摘要
To review and summarize the current findings regarding the characteristics of the B-cell receptor (BCR) repertoire in various rheumatic diseases (including SLE, RA, SSc, IIM, IgG4-RD, vasculitis, JIA, and pSS), and to discuss the clinical significance of BCR repertoire analysis in evaluating treatment response, disease remission, and progression.
Researchers synthesized findings from multiple published studies that utilized high-throughput sequencing, BCR repertoire analysis, and single-cell RNA sequencing to investigate B-cell dynamics. The reviewed studies compared BCR characteristics such as:Immunoglobulin gene usage (IGHV, IGHJ, IGKV);CDR3 length and amino acid composition;Clonal expansion and diversity;Somatic hypermutation (SHM) levels;Isotype switching patterns;Treatment effects (rituximab, glucocorticoids, immunosuppressants, IVIG)

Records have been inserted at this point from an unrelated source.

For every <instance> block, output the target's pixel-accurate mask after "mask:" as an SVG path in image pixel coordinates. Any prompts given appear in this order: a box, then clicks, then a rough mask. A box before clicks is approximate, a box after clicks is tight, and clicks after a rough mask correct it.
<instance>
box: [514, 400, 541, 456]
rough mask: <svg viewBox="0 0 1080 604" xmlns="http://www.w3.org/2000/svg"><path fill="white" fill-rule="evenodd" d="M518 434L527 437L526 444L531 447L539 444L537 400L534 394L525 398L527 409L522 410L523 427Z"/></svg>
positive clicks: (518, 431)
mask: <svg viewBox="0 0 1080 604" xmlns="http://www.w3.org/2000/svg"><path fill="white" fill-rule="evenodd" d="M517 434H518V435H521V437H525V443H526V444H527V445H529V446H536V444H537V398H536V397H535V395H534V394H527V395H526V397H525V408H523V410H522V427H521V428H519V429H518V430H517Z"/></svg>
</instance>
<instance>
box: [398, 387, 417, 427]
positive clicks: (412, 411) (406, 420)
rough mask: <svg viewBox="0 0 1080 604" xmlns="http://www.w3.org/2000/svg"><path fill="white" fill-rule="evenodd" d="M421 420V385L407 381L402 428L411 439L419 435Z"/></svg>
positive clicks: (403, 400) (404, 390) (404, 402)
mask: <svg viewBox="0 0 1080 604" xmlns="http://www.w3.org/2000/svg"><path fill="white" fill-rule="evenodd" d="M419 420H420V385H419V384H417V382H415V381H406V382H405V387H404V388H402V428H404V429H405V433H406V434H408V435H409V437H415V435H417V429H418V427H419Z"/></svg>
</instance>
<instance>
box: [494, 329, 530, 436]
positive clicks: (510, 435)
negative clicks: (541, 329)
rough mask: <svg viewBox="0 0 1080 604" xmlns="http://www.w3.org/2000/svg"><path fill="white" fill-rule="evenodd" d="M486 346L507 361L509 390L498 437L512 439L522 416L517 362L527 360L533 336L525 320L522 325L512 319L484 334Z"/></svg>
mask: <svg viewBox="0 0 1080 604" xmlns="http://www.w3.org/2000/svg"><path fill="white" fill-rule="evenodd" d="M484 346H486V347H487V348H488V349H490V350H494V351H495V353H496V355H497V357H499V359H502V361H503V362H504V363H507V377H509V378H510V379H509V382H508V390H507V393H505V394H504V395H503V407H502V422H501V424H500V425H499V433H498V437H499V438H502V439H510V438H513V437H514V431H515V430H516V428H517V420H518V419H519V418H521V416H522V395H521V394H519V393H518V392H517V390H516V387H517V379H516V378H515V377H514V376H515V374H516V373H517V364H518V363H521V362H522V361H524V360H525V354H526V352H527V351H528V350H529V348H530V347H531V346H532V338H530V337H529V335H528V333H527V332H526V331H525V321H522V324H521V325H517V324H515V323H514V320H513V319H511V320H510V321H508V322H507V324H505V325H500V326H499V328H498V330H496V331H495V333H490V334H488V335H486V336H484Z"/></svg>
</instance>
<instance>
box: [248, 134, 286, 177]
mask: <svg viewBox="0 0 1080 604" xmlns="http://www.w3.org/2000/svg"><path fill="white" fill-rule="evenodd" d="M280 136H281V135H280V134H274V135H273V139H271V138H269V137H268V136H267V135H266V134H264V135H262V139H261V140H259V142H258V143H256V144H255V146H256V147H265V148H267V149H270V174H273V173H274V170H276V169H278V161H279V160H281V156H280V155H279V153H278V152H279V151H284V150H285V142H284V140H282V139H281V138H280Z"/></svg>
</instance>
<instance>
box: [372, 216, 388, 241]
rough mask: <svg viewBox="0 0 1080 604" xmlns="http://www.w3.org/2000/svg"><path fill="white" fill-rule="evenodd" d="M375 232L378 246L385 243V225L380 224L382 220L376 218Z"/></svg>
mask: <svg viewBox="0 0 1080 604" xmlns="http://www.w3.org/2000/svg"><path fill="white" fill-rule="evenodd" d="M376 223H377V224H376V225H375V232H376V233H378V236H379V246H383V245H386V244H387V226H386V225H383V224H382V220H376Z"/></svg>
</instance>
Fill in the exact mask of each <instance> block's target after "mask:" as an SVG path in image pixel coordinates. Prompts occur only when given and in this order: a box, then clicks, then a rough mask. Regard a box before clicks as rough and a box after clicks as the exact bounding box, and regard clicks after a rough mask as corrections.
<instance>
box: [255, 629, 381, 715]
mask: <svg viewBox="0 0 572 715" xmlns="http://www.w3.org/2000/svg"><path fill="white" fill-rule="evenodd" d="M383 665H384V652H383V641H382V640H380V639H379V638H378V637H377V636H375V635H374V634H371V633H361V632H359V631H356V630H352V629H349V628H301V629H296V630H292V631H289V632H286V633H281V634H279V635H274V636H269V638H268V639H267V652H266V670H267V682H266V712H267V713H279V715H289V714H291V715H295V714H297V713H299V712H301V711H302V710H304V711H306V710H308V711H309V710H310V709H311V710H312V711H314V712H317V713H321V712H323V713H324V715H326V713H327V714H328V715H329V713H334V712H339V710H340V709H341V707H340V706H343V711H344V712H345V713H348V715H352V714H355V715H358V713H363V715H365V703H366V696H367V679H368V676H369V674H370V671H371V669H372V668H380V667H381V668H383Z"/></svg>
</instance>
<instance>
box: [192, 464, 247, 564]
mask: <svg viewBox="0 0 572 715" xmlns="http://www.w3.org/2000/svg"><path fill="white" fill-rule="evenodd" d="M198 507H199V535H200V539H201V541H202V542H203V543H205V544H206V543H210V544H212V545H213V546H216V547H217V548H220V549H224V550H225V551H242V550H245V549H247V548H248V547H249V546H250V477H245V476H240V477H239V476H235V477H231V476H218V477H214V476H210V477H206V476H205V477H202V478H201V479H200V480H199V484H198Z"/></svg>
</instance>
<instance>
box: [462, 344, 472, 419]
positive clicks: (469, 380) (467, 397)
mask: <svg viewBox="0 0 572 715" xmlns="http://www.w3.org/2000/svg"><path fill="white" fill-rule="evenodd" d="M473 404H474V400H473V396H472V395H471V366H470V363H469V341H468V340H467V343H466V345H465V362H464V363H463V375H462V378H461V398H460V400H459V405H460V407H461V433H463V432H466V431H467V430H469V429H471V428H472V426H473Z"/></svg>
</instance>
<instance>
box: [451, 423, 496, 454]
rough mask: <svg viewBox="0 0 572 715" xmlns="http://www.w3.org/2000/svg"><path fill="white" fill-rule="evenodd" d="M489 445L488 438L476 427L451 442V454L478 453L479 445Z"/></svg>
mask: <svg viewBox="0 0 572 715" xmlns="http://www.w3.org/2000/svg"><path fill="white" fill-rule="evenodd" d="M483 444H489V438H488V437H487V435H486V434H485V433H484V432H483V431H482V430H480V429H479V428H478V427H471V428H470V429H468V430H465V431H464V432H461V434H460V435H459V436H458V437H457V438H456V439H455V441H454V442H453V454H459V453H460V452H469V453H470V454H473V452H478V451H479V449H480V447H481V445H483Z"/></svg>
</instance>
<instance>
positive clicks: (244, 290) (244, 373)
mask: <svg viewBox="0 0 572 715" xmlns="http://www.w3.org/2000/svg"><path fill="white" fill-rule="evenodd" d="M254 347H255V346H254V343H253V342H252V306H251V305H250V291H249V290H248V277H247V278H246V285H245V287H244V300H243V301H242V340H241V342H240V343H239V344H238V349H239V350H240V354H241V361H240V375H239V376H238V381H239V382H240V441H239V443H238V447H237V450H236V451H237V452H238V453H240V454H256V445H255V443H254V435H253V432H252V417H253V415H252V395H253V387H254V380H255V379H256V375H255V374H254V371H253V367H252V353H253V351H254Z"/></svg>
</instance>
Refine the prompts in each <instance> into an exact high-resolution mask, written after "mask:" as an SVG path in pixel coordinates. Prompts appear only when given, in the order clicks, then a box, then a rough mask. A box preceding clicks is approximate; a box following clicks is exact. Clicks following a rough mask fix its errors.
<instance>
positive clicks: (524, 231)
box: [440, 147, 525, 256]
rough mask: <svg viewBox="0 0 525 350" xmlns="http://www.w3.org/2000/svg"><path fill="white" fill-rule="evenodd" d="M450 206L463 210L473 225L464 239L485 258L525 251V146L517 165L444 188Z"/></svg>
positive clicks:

The review presents disease-specific BCR repertoire findings: In systemic Lupus Erythematosus : Glucocorticoids reduced IGHV3 family usage but did not alter IGHV–IGHJ pairing or overall autoantibody clone percentage. Rituximab preserved IGHV/DH/JH repertoire but increased somatic mutations; persisting B cells were isotype-switched (IgG1/IgG2) and clonally expanded. BAFF blockade reduced diversity and increased clonality in mouse models.In rheumatoid arthritis : Frequent *IGHV4-34* and *IGHV1-69* usage, longer CDR3 regions linked to autoreactivity, and higher clonal expansion compared to healthy controls. Rituximab increased clonal expansion and mutation load; early BCR repopulation correlated with later therapeutic response.In systemic sclerosis: Increased *IGHV3-9* and IGHJ4 usage, shorter average CDR3 length, and high BCR diversity overall. Rituximab caused transient diversity loss with increased class switching in remaining B cells.In idiopathic inflammatory myopathy: IVIG responders showed emergence of new dominant BCR clones and loss of pretreatment clones; decreased cumulative clone frequency correlated with clinical improvement.In IgG4-Related Disease: IgG4+ clones dominated the peripheral blood IgG+ repertoire and matched clones in affected tissues; glucocorticoids rapidly suppressed these clones.In systemic vasculitis: EGPA showed increased IgE/IgG3 and IGHV4 usage; Behçet’s disease showed IgA dominance and IGHV1 family overexpression; clonality and class-switching patterns varied by subtype.In juvenile idiopathic arthritis : Greater dominant clone expansion and lower BCR diversity compared to healthy controls.as for primary Sjögren’s syndrome: Biased IGHV4 usage, higher clonal similarity between labial glands and peripheral blood, and correlation of κ/λ light chain usage with disease activity.
The BCR repertoire serves as a critical biomarker in Rheumatic diseases, with distinct characteristics observed across different conditions and treatment responses. Disease-specific signatures: Unique patterns of IGHV gene usage, CDR3 length, and isotype distribution exist across diseases (e.g., *IGHV4-34* in RA, *IGHV3-9* in SSc, increased IgE/IgG3 in EGPA).Treatment monitoring: Changes in BCR diversity, clonality, and isotype switching correlate with treatment sensitivity and clinical outcomes. For example, BCR repopulation timing predicts response to rituximab in RA, while suppression of IgG4+ clones reflects glucocorticoid efficacy in IgG4-RD.Predictive potential: BCR repertoire features (e.g., dominant clone frequency, class-switching patterns) may serve as predictors of therapeutic sensitivity and disease progression.